State Deputy of Pernambuco
- In office 1 February 1955 – 1 February 1963
- Constituency: At-large

Personal details
- Born: Francisco Julião Arruda de Paula 15 February 1915 Bom Jardim, Pernambuco, Brazil
- Died: 10 July 1999 (aged 84) Cuernavaca, Morelos, Mexico
- Party: PR (1945–1947) PSB (1947–1965) PDT (1980–1999)
- Alma mater: Faculty of Law of Recife

= Francisco Julião =

Brazilian lawyer, politician and writer

Francisco Julião Arruda de Paula (16 February 1915 – 10 July 1999) was a Brazilian lawyer, politician and writer. He was born in Recife to a family of landowners.

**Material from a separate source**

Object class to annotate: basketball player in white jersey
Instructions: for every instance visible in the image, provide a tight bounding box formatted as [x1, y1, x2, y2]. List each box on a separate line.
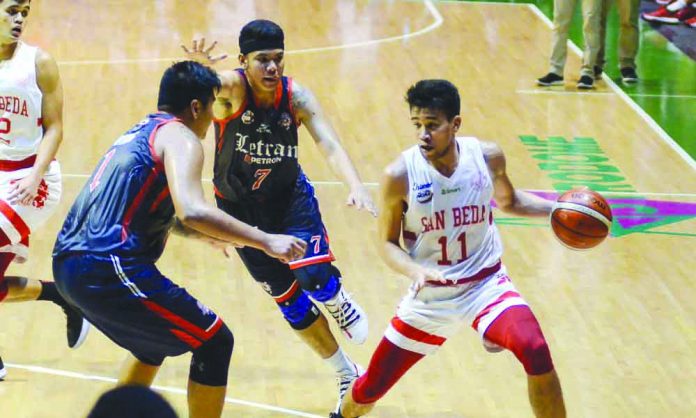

After studying law at university, he dedicated himself to defending peasants who had been expelled from their lands. He helped to found the farmers' cooperative Peasant leagues (Ligas camponesas) in 1956, which worked on multiple fronts to advance peasants' rights in Pernambuco. Juliao gained renown as one of the most committed defenders of agrarian reform in mid-century Brazil.

He was state deputy for the Brazilian Socialist Party between 1952 and 1964, and visited the USSR and Cuba, the latter with President Jânio Quadros. Elected federal deputy in 1962, he was arrested after the 1964 coup, but was released the following year. He then went into exile in Mexico, where he remained for many years. He returned to Brazil after amnesty was granted in 1979. He died in Cuernavaca in 1999.

As an author, he published essays, short stories and novels. Among his best-known books are Cachaça (1951), Irmão Juazeiro (1961), O Que São Ligas Camponesas (1962) and Cambão: La Cara Oculta de Brasil (1968). Cambao was published in English translation as part of the Pelican Latin American Library series.